Cumhurbaşkanı Başdanışmanı Mehmet Uçum, kaleme aldığı yazıda sınıf temelli solun tarihsel olarak başarısız olduğunu savundu. Günümüzde solun “yurtsever, antiemperyalist ve toplum esaslı” bir çizgide tanımlanması gerektiğini öne sürdü.
“ERDOĞAN VE AKP SOLA EN YAKIN PRATİKLERİ GERÇEKLEŞTİRİYOR”
Solun temel görevlerini güçlü sosyal politikalar, halk iradesine dayalı demokrasi ve terörle mücadele olarak sıralayan Uçum, bu çerçevede Cumhurbaşkanı Recep Tayyip Erdoğan ve AKP'nin sol politikalara en yakın pratikleri sergilediğini ileri sürdü.
Uçum, CHP’yi ise tarihsel olarak halktan kopuk, devletçi ve günümüzde yurtseverlikten uzak bir çizgide olmakla eleştirdi.

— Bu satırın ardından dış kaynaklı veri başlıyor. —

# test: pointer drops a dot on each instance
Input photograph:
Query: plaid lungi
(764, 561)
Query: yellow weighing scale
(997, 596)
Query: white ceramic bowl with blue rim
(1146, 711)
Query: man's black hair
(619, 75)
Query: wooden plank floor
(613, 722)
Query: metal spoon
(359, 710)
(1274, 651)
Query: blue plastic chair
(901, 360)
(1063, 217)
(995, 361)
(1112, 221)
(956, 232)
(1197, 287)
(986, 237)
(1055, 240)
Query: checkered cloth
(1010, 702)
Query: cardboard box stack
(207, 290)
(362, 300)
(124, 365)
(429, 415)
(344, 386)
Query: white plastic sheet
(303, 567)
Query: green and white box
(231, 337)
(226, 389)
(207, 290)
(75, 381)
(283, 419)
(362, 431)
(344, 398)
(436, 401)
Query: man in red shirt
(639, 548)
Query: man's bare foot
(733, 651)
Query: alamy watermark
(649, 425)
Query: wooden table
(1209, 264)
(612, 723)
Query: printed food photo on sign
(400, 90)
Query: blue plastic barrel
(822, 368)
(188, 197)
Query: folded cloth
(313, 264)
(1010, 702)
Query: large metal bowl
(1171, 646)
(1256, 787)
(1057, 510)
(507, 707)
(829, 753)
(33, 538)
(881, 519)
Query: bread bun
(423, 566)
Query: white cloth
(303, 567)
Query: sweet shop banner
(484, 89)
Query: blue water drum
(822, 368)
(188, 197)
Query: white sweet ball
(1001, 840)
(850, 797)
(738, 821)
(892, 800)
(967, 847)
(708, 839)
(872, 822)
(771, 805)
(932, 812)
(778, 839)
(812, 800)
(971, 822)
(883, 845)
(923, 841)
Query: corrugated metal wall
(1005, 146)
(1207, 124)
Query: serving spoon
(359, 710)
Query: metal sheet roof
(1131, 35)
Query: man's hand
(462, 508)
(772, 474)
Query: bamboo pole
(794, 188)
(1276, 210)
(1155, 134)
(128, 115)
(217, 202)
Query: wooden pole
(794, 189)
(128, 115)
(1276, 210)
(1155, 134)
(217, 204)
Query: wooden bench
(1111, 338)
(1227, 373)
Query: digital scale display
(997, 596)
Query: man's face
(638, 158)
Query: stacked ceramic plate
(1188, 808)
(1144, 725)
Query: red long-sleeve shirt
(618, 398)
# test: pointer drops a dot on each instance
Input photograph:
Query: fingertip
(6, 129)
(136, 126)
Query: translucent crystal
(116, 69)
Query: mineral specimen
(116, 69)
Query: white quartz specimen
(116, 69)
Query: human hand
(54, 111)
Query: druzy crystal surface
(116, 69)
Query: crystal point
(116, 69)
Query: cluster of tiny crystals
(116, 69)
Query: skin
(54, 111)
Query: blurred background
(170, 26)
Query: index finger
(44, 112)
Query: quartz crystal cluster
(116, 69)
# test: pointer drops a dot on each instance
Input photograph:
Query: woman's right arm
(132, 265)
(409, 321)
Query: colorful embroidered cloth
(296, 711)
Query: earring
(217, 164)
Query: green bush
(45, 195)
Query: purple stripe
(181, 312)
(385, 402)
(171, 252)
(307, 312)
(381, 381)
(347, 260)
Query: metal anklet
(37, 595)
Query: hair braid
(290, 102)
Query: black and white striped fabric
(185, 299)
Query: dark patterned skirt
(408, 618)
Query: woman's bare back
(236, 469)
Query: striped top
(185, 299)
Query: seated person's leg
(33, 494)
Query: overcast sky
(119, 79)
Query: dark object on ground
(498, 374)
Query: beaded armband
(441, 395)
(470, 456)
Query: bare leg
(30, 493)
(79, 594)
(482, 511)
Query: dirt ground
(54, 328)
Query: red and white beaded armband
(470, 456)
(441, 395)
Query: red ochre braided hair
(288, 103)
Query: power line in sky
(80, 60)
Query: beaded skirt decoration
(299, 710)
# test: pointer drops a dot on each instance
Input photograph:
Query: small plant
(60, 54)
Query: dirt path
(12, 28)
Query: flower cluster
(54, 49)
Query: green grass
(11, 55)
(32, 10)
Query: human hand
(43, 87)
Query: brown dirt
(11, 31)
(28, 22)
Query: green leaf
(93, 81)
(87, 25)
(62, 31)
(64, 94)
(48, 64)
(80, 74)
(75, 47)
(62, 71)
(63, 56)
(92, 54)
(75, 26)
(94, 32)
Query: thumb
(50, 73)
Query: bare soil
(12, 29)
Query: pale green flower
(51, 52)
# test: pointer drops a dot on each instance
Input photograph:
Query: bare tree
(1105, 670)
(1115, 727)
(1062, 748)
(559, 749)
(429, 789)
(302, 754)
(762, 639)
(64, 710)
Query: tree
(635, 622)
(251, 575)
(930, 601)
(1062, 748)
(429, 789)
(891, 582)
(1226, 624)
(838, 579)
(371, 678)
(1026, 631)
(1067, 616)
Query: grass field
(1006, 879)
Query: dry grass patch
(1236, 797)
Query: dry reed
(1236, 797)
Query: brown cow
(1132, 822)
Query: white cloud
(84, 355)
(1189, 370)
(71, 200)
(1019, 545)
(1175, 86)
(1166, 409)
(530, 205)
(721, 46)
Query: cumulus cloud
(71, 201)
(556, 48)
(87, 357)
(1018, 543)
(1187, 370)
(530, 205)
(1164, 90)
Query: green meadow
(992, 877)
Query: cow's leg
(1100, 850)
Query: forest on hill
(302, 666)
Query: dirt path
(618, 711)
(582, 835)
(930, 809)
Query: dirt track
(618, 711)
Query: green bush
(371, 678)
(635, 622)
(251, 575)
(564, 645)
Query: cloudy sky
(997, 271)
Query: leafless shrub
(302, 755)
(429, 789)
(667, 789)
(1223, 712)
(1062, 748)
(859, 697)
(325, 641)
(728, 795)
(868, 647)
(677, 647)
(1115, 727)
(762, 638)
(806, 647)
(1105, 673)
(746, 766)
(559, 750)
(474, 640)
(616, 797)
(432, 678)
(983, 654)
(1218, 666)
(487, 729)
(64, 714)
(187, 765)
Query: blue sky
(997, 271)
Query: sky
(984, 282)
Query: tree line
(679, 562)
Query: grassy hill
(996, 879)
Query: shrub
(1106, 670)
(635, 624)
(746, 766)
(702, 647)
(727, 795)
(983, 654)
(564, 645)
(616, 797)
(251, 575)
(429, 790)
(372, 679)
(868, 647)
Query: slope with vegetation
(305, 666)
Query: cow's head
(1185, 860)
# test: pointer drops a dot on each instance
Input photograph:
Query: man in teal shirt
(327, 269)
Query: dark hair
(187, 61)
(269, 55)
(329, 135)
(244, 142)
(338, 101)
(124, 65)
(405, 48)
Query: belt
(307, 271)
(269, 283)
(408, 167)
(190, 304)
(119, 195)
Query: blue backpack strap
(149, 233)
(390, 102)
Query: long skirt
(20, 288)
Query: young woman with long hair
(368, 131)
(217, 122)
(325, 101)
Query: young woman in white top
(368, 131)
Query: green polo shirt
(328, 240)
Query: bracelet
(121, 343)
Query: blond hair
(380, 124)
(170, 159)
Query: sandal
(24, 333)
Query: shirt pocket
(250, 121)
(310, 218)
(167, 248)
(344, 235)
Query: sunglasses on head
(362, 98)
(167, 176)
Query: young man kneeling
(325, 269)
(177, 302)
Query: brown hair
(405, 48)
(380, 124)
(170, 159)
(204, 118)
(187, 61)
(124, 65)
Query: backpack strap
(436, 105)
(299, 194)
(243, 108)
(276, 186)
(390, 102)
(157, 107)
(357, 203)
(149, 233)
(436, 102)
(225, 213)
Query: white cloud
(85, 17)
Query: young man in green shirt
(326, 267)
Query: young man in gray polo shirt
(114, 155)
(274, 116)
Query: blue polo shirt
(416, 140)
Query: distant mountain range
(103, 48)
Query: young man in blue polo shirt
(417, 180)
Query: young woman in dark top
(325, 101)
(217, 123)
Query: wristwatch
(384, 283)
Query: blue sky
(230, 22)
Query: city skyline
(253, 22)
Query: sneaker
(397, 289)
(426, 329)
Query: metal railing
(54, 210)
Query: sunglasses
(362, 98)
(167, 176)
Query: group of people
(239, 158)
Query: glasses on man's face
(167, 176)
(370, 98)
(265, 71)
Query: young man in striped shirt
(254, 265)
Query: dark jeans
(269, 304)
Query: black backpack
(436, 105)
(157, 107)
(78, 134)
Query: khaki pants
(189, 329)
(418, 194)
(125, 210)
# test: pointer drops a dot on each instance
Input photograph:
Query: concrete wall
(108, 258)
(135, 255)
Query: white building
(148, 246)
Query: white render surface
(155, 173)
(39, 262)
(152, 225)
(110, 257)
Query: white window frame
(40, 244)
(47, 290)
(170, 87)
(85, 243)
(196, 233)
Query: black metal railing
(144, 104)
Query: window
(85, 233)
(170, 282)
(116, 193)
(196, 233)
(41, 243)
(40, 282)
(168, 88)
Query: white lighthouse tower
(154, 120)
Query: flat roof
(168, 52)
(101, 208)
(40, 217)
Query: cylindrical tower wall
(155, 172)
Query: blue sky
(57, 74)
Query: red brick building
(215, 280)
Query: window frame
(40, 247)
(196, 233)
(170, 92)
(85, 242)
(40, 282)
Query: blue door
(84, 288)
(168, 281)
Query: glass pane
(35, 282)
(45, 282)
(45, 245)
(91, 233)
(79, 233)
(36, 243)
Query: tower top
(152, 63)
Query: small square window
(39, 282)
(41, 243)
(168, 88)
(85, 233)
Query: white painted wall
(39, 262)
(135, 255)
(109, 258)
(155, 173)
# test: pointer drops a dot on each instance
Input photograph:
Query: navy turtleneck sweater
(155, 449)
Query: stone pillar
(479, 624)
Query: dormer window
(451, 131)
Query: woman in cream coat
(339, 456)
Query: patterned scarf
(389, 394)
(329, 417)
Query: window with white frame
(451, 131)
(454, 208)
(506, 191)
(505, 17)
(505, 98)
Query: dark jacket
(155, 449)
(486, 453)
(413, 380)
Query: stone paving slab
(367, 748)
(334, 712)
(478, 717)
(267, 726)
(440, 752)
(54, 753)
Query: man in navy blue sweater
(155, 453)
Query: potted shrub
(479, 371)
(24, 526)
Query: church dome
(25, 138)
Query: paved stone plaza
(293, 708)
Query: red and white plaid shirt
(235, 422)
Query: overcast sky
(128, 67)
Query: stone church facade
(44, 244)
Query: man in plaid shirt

Uçum, kaleme aldığı yazıda Türkiye’de gerçek anlamda güçlü bir sol siyasi hareket bulunmadığını iddia etti.

“DOGMATİK BİR SOL BAKIŞ AÇISI”
Cumhurbaşkanı Başdanışmanı Mehmet Uçum'un kaleme aldığı son yazıdan bazı başlıklar şu şekilde:
“Son zamanlarda münfesih terör örgütünün kurucusu Öcalan'ın ve bazı mensuplarının da içinde olduğu bir sosyalizm ve sol tartışması ortaya çıktı. Bu tartışma için aslında genel sorulara ihtiyaç var. Bunun yerine ileri sürülen bazı jenerik tezler gerçek kabul ediliyor ve onlar üzerinden tartışılıyor. Bu da asıl sorunun dogmatik bir sol bakış açısı olduğunu gösteriyor.
Konuya girmeden bir parantez açmak gerekirse öteden beri var olan sol ve sağ kavramlarının Türkiye'ye yabancı olduğu tartışması önemlidir. Hatta günümüzde dünyada da sol ve sağ şeklinde siyasi konumlanmanın miadını doldurduğu iddiaları da dikkate değer yaklaşımlardır ancak bu tartışmalar olmakla birlikte en azından siyasetin ana aksları sağ ve sol olarak nitelendiği sürece ya da bu kavramlara ihtiyaç devam ettikçe sol siyaset de varlığını sürdürecektir.
“SOLUN İŞÇİ SINIFINA DAYALI SİYASET DÖNEMİ MARJİNALLEŞTİ”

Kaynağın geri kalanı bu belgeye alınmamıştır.